McDougal, Playboy’s 1998 Playmate of the Year, drew national attention after self-penned memoirs on her alleged 10-month affair with Trump made their way to the New Yorker via a friend in early 2018.
"He offered me money," she wrote. "I looked at him (+ felt sad) + said, ‘No thanks — I'm not ‘that girl.' I slept w/you because I like you — NOT for money' — He told me ‘you are special.'"
McDougal went on to detail that their affair - which began in June 2006, a handful of weeks after Trump’s wife Melania gave birth to their son Barron in March 2006 - had “no paper trails,” as she would personally cover travel and room costs before being reimbursed by Trump at a later date.
Prior to the New Yorker article’s publishing, the Wall Street Journal revealed that David Pecker, CEO and chairman of National Enquirer publisher American Media Inc., paid McDougal $150,000 for the exclusive rights to her Trump affair story. Pecker would later admit to his “catch and kill” - or story suppression - tactics.

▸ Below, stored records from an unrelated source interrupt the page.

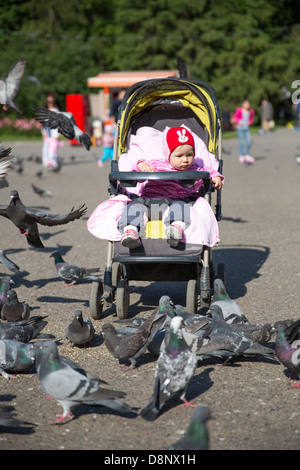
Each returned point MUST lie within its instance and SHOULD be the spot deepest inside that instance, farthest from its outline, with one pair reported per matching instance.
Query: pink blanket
(147, 144)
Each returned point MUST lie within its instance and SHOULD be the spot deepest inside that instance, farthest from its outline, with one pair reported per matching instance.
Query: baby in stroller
(186, 217)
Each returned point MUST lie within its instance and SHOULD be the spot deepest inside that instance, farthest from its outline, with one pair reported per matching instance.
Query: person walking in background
(243, 117)
(51, 142)
(108, 144)
(266, 117)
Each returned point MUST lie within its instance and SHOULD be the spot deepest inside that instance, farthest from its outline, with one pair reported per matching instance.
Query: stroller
(159, 103)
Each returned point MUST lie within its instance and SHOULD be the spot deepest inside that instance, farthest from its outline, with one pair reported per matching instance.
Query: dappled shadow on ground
(242, 263)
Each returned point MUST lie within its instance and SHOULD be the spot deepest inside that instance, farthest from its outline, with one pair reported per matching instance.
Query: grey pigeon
(174, 369)
(70, 273)
(196, 436)
(130, 347)
(8, 263)
(27, 219)
(71, 388)
(12, 79)
(231, 310)
(15, 356)
(5, 165)
(242, 344)
(24, 330)
(5, 286)
(287, 346)
(14, 310)
(64, 122)
(261, 333)
(129, 326)
(79, 331)
(41, 192)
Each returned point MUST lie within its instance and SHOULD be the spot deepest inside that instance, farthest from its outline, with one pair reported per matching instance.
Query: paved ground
(252, 403)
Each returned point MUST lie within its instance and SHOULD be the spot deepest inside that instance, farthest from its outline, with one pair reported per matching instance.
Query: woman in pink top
(108, 144)
(243, 117)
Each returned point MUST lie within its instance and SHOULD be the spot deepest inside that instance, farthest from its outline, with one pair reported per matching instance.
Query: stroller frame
(194, 103)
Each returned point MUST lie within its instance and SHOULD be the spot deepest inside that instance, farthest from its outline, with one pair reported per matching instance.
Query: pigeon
(287, 346)
(5, 286)
(165, 307)
(130, 347)
(15, 356)
(231, 311)
(241, 344)
(5, 165)
(41, 192)
(8, 263)
(174, 369)
(79, 331)
(64, 122)
(27, 219)
(71, 388)
(24, 330)
(13, 310)
(71, 273)
(196, 436)
(261, 333)
(12, 79)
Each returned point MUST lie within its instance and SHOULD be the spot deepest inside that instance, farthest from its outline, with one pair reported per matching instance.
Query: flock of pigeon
(178, 339)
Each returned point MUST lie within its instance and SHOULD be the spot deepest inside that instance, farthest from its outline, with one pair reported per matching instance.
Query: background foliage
(248, 48)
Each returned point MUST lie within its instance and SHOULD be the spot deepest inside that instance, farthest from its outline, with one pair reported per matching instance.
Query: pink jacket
(147, 145)
(238, 115)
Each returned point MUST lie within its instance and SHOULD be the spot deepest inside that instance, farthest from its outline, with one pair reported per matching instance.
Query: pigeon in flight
(11, 80)
(71, 273)
(41, 192)
(27, 219)
(71, 388)
(5, 165)
(64, 122)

The White House immediately denounced the report as an “old story” and slammed allegations of Trump’s adultery as “fake news.” However, later interviews and testimonies from Michael Cohen, Trump’s former lawyer, alleged that the then-US presidential candidate was "was very concerned about how this would affect the election.”
Phone calls referenced in federal court documents unsealed earlier this year confirmed Trump did in fact order Cohen to carry out the hush money payments, dismantling the president’s previous defense of having no knowledge of such money transfers.
“No matter which version of Trump’s statements one believes, Trump never once claimed that he was extorted,” Eric Bernstein, McDougal’s lawyer, said in the court filing.
McDougal’s defamation suit is seeking an unspecified amount in damages.